Name:Exposition Universelle – aka L’Exposition du siècle
Dates:15 May – 15 Nov 1855
Days:185 days
Venue:Le Palais de l’industrie, Champs-Elysées – 16 ha (39.5 acres)
Theme:Agriculture, Industry and Art, International peace and cooperation
Exhibitors:23,954 from 53 countries and 22 colonies. There were 2,000 exhibitors from Britain/Ireland
Awards:
Visitors:5,162,330 – this was the first Paris exposition to charge an admission (20 centimes – 2 francs). Of these 900,000 visitors only attended the Beaux-Arts section.
Legacy:The costs for this event were 11.3m francs, leading to a loss of 8.1m francs. The Palais
de l’industrie was used until 1897, then was replaced by the Grand Palais, built on the same site, in time for the 1900 World Fair.

The French had watched with envy the success of London’s Great Exhibition. Louis-Napoléon Bonaparte, the nephew and heir of Napoléon I was elected as President of the French Second Republic from 1848-1852 (the youngest elected President until Macron). He then organised a coup d’état and declared himself Emperor Napoléon III of the Second French Empire on the 48th anniversary of his uncle’s coronation. He was emperor from 1852-1870 which still makes him the longest-serving French head of
state since the French Revolution.

Haussman’s renovation of Paris

Napoléon III’s imperial regime was harsh with censorship and imprisonments drove many, including Victor Hugo, into exile. However, it was Napoléon III who pushed through a major renovation of Paris including Haussman’s grande croisée de Paris, a great crossroad at the centre of Paris, and a network of boulevards to connect the grand boulevards from the Louis XVIII restoration. Napoléon also pressed Haussmann to complete his work on the Rue de Rivoli before the exhibition opened.

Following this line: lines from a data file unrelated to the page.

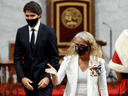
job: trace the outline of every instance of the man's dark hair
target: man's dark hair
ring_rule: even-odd
[[[23,8],[24,13],[26,12],[26,10],[29,10],[33,13],[38,14],[38,15],[42,14],[42,9],[41,9],[40,5],[34,1],[30,1],[29,3],[27,3],[24,6],[24,8]]]

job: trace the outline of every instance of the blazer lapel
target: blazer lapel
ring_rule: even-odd
[[[89,61],[89,66],[93,66],[93,62],[92,61]],[[87,96],[94,96],[94,93],[93,93],[93,86],[95,85],[95,83],[97,83],[97,80],[98,80],[98,76],[91,76],[91,70],[89,68],[88,70],[88,78],[87,78]]]
[[[28,29],[28,26],[26,26],[26,29],[25,29],[25,40],[26,40],[25,43],[28,46],[28,50],[31,52],[30,43],[29,43],[29,29]]]
[[[41,26],[42,26],[42,24],[40,23],[40,27],[39,27],[39,30],[38,30],[38,34],[37,34],[37,40],[36,40],[36,44],[35,44],[35,48],[34,48],[34,51],[33,51],[33,55],[35,54],[35,52],[36,52],[36,50],[38,49],[38,46],[39,46],[39,44],[40,44],[40,39],[41,39],[41,32],[43,31],[42,29],[41,29]]]
[[[76,87],[77,87],[77,82],[78,82],[78,55],[72,60],[72,64],[70,66],[71,68],[71,71],[73,73],[73,78],[72,78],[72,81],[71,81],[71,94],[70,96],[75,96],[75,92],[76,92]]]

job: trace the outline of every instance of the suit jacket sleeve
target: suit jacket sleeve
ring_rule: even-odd
[[[105,70],[105,66],[104,66],[104,60],[102,59],[103,63],[102,65],[102,73],[99,77],[99,90],[101,93],[101,96],[108,96],[108,90],[107,90],[107,80],[106,80],[106,70]]]
[[[24,73],[22,70],[22,49],[21,49],[19,30],[17,31],[16,40],[15,40],[14,67],[17,73],[17,79],[19,82],[21,82],[21,78],[24,77]]]
[[[49,63],[58,70],[59,66],[59,55],[58,55],[58,45],[57,45],[57,38],[55,35],[54,30],[50,27],[50,33],[48,36],[48,43],[49,43]],[[46,73],[46,76],[50,78],[50,74]]]

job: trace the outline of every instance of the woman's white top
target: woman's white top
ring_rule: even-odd
[[[83,72],[80,69],[80,66],[78,67],[78,82],[76,88],[76,96],[87,96],[87,74],[88,69]]]

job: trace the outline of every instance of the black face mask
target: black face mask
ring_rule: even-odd
[[[81,56],[81,55],[84,55],[84,53],[86,51],[88,51],[88,46],[78,46],[78,45],[76,45],[75,46],[75,50],[78,53],[78,55]]]
[[[36,19],[26,19],[26,21],[27,21],[28,25],[33,27],[38,22],[38,18],[36,18]]]

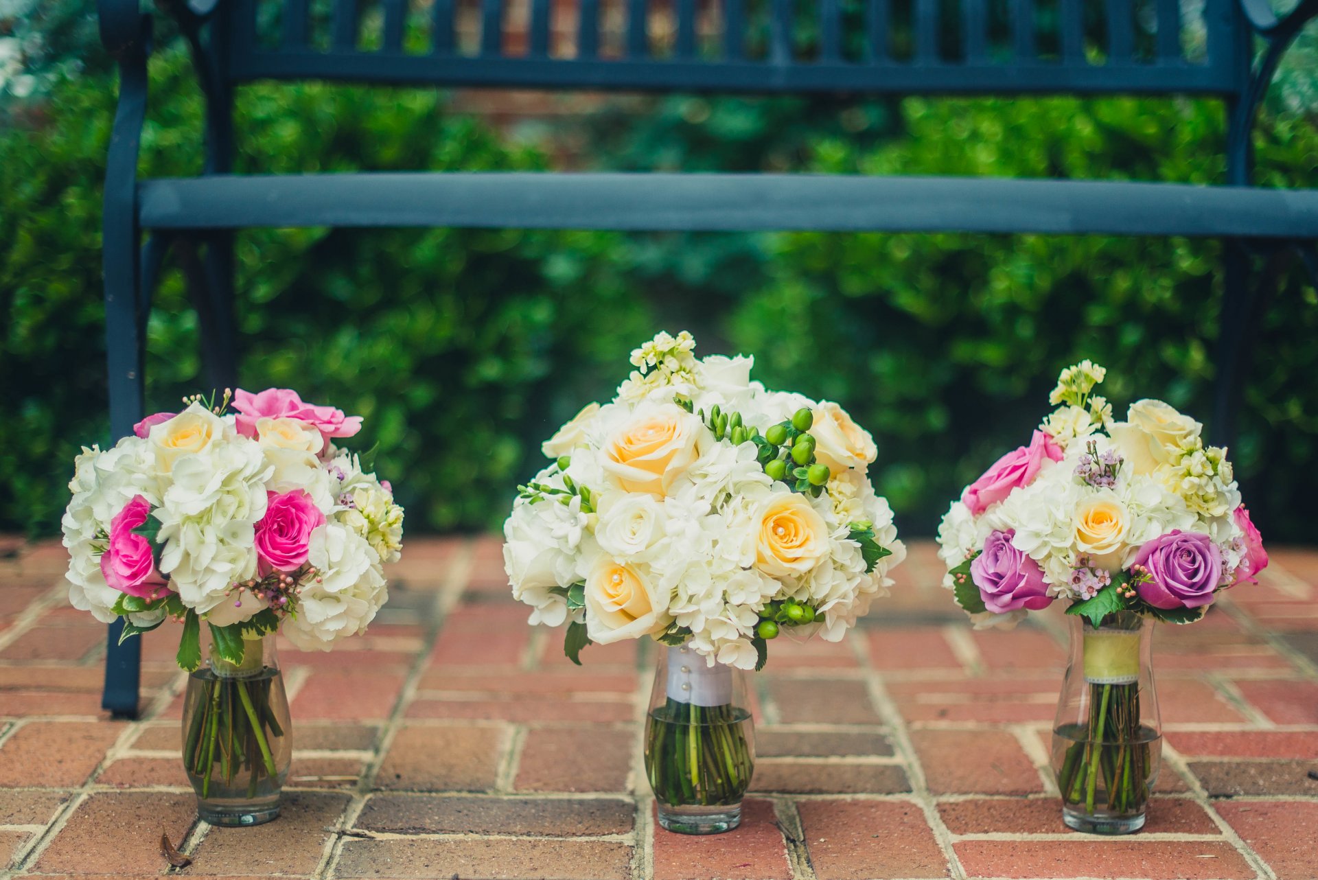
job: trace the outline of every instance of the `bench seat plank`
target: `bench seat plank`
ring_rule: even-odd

Napoléon wanted his countrymen to surpass the 1851 British event both to consolidate his new political status and to assert France’s place in the world. This twelfth event was to be the first that was planned to be intentionally international.

Design of the Palais

Napoléon arranged for the design of a stone-built Palais de l’Industrie 259m (850 ft) x 107m (350 ft), seeking to eclipse the Crystal Palace, The Palais, on the Champs-Élysées, was designed by architect Jean-Marie-Victor Viel.

Le Palais de l’industrie

Interest proved high enough to require additional buildings to be added. The
Galerie des Machines and the Palais des Beaux-Arts, showing 5,000 pieces from twenty-nine countries.

Colonial pavilion at the 1855 exposition

There were 23,954 exhibitors, drawn from 53 countries and 22 colonies. 2,000 of these exhibitors were from Britain/Ireland.

There were 5,162,330 visitors to the event. It was the first Paris exposition that charges an admission (20 centimes – 2 francs). Of these visitors 900,000 only attended for the Palais des Beaux-Arts. Attendance was lower than for London’s Great Exhibition despite the Paris event remaining open on Sundays.

Palais internal view, 1855

Novelties at the show were said to be aluminium, electro-plating and cement (but didn’t the Romans have the latter?).

Bordeaux poster

Notably it was at Napoléon’s insistence that the leading wine industry brokers were asked to rank the
Bordeaux wines that were to be on display at the exhibition. They did this by ranking them in importance
from the first to the fifth growths or crus. This became the Bordeaux Wine Official Classification of 1855, a
stepping stone towards the introduction in 1936 of the AOP system (Appellation d’Origine Protégée).

Forward to 1856, Brussels BE – International Exhibition
Forward to next Paris event – 1867
Back to 1855, New York US – American Institute of the City of New York (27th)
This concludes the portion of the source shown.